Un ejemplo reciente de envidia lo hallamos en el gesto de Carolina Bescansa, diputada en esta nueva legislatura que el día de la inauguración de la misma llevó a su bebé y lo amamantó en el mismo Congreso. Lejos de hacer un análisis político, pues nos llevaría a la conclusión de que los y las afines a Podemos en particular y a la izquierda en general lo habrán visto con buenos ojos y los y las situados en la derecha muy mal, nos centraremos en las reacciones emocionales humanas causadas por la acción de la diputada.

Para algunos y, sobre todo algunas, no estuvo bien, incluso les molestó, argumentando que el resto de madres, con otras profesiones, no pueden hacer lo mismo por las características de su empleo o de la empresa en el que lo desempeñan (envidia). Algunas prohibirían la acción, con duras penas incluidas para la señora Bescansa, si pudieran (envidia) aduciendo “si yo estoy mal o jodido (perdonen la expresión) pues, que todos los demás lo estén también”.

Otras personas dirían, por contra, lejos de imperar el dicho anterior, que deberíamos tender a tener todos y todas iguales o parecidas ventajas en nuestros trabajos. Primero, poder hacerlo in situ, pero si resulta imposible amamantar al bebé en la empresa, disponer de un periodo de tiempo pagado para poder criar con naturalidad a los hijos y que esto no suponga el despido de la madre (o del padre), como ocurre en los países nórdicos. En esta argumentación impera la solidaridad, se deja de un lado la envidia y se argumenta la igualdad a la alta, no a la baja.

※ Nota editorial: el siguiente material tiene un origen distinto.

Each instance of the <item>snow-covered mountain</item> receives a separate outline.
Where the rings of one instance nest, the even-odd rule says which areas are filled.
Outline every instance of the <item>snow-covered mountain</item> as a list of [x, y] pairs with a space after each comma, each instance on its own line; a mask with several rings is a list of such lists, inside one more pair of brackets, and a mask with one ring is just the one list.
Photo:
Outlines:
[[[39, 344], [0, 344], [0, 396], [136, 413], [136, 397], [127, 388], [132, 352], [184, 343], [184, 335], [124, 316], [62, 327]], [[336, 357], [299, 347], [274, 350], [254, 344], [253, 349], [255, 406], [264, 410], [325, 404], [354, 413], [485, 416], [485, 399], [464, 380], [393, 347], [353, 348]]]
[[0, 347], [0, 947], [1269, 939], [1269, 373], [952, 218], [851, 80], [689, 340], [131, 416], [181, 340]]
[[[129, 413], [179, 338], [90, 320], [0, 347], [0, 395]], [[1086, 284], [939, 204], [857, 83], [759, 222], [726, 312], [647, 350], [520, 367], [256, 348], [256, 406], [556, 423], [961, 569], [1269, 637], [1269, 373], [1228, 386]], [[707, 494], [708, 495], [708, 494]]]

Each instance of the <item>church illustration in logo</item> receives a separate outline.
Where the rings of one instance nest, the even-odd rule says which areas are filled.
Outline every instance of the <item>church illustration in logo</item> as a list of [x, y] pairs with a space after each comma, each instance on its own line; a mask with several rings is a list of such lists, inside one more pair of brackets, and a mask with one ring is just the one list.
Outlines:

Una sociedad que quiera avanzar en el bienestar de la mayoría de sus miembros y no en el beneficio de unos pocos, llámense dirigentes económicos, políticos o de otra índole, debería replantearse si la envidia de sus ciudadanos es la mejor manera para evolucionar.

Otro ejemplo muy común relacionado es el tema de las vacaciones estivales de los docentes. Dos meses de vacaciones (y no tres o cuatro, como algunas mentes indocumentadas aducen) son los que disponen la mayoría de los profesionales de la enseñanza, que no todos. Es difícil encontrar a alguna persona que no se dedique al tema que preconice la igualdad a la alta, es decir que aspire a que en nuestra sociedad sean todos los trabajadores, del gremio que sea, quienes dispongan de dos meses de merecido descanso; se prefiere si uno está fastidiado, que todos lo estén y los docentes sólo tengan un mes de vacaciones (envidia). Prefieren, en definitiva, que todos estemos tuertos, o peor, ciegos.

Esto merece al menos una reflexión; pero, para reflexionar hay que pensar y para pensar utilizar el intelecto y dejar a un lado los impulsos biológicos de la envidia.